Example Advanced Queries:

"machine learning"[ti] AND "phylogen*"[tiab] AND "2020"[pdat]:"2024"[pdat]
evolutionary[mh] AND computational[ti] AND (genomics[tiab] OR proteomics[tiab])
"ancient DNA"[ti] AND (paleogenomics[mh] OR phylogenomics[tiab])

Research Workflow Examples

Literature Review Workflow

Start broad: search_pubmed("computational phylogenetics")
Refine with MeSH: search_mesh_terms("phylogenetics")
Find key papers: Use publication dates and journal filters
Explore connections: get_related_articles(pmid="key_paper_id")
Deep dive: get_article_details(pmids=["12345", "67890"])

Staying Current

Recent methods: search_pubmed("new methods", date_range="90")
Follow key authors: search_pubmed("author_name[au]", sort="pub_date")
Track specific topics: advanced_search with your research keywords

Method Discovery

Algorithm papers: search_pubmed("algorithm[ti] AND your_field")
Software tools: search_pubmed("software[ti] OR tool[ti] AND bioinformatics")
Benchmarking: search_pubmed("comparison[ti] OR benchmark[ti]")

Troubleshooting

Common Issues

Server won't start:

Check Python version (3.8+ required)
Install dependencies: pip install -r requirements.txt
Verify file permissions

No search results:

Check query syntax (use proper field tags)
Try broader search terms
Verify internet connection

Rate limit errors:

Add delays between requests
Get NCBI API key for higher limits
Consider searching fewer results per query

XML parsing errors:

Usually temporary NCBI server issues
Retry after a few seconds
Check NCBI status: https://www.ncbi.nlm.nih.gov/

Getting Help

NCBI E-utilities documentation: https://www.ncbi.nlm.nih.gov/books/NBK25499/
PubMed search tips: https://pubmed.ncbi.nlm.nih.gov/help/
MeSH database: https://www.ncbi.nlm.nih.gov/mesh/

Contributing

This MCP server is designed to grow with the research community. Ideas for enhancement:

Additional databases: PMC, BioRxiv, databases beyond NCBI
Citation analysis: Track paper impact and citation networks
Export formats: BibTeX, EndNote, RIS for reference managers
Saved searches: Persistent search profiles and alerts
Full-text integration: When available through PMC

License

This project is open source. Feel free to modify and distribute according to your institution's policies.
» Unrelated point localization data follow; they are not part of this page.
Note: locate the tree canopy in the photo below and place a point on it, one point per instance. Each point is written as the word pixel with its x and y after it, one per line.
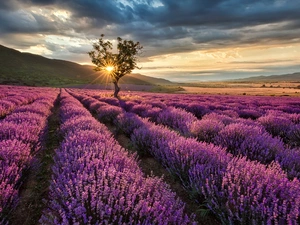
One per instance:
pixel 115 64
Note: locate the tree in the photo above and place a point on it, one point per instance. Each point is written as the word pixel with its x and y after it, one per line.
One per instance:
pixel 116 65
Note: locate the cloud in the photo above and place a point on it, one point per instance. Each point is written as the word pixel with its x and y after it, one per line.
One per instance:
pixel 162 26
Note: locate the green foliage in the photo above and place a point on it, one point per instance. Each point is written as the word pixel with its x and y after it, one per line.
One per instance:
pixel 122 62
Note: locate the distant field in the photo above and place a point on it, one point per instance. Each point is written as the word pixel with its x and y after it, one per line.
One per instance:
pixel 269 89
pixel 148 158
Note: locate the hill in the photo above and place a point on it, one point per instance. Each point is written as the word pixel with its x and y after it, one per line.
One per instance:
pixel 294 77
pixel 35 70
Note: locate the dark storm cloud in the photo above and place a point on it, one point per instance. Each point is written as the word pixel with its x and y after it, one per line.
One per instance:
pixel 162 26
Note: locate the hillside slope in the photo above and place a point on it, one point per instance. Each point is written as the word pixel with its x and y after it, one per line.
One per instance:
pixel 35 70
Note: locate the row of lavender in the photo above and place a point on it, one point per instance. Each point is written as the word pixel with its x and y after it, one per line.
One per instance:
pixel 95 181
pixel 12 97
pixel 20 138
pixel 235 188
pixel 239 136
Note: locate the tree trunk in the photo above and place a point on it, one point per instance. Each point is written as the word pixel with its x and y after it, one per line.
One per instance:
pixel 117 89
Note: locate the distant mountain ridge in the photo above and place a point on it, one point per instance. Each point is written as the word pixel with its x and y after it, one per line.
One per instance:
pixel 294 77
pixel 34 70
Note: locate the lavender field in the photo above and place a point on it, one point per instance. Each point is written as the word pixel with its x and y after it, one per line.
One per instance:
pixel 237 158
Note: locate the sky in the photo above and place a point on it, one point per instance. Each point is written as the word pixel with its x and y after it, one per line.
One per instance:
pixel 184 40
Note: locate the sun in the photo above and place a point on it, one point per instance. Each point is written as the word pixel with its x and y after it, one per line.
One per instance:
pixel 109 68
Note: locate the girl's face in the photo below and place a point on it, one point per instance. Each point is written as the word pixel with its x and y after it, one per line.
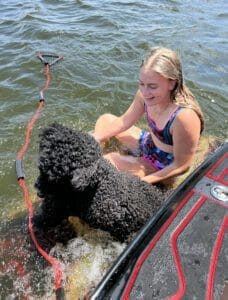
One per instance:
pixel 155 88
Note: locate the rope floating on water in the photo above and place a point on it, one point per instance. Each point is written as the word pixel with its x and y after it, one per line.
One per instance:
pixel 59 291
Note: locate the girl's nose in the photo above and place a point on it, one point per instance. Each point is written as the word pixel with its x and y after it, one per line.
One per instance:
pixel 146 91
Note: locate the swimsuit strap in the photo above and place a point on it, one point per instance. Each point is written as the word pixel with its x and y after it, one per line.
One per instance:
pixel 164 134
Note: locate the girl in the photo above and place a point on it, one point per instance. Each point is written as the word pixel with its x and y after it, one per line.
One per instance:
pixel 174 117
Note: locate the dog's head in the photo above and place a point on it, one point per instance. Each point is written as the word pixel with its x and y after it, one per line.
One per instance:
pixel 65 152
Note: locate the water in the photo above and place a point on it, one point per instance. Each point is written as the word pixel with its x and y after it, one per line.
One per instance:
pixel 103 43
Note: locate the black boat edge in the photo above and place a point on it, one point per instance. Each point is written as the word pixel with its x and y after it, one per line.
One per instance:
pixel 114 282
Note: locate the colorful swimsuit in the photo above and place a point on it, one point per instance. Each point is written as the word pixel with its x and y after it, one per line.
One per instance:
pixel 156 157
Perfect for researchers in:

Evolutionary Biology & Phylogenetics
Computational Biology & Bioinformatics
Molecular Evolution & Population Genetics
Comparative Genomics & Proteomics
Systems Biology & Network Analysis
Biostatistics & Mathematical Biology
Ancient DNA & Paleogenomics
Conservation Genetics & Ecology

Start exploring the vast world of biological literature with powerful, precise searches!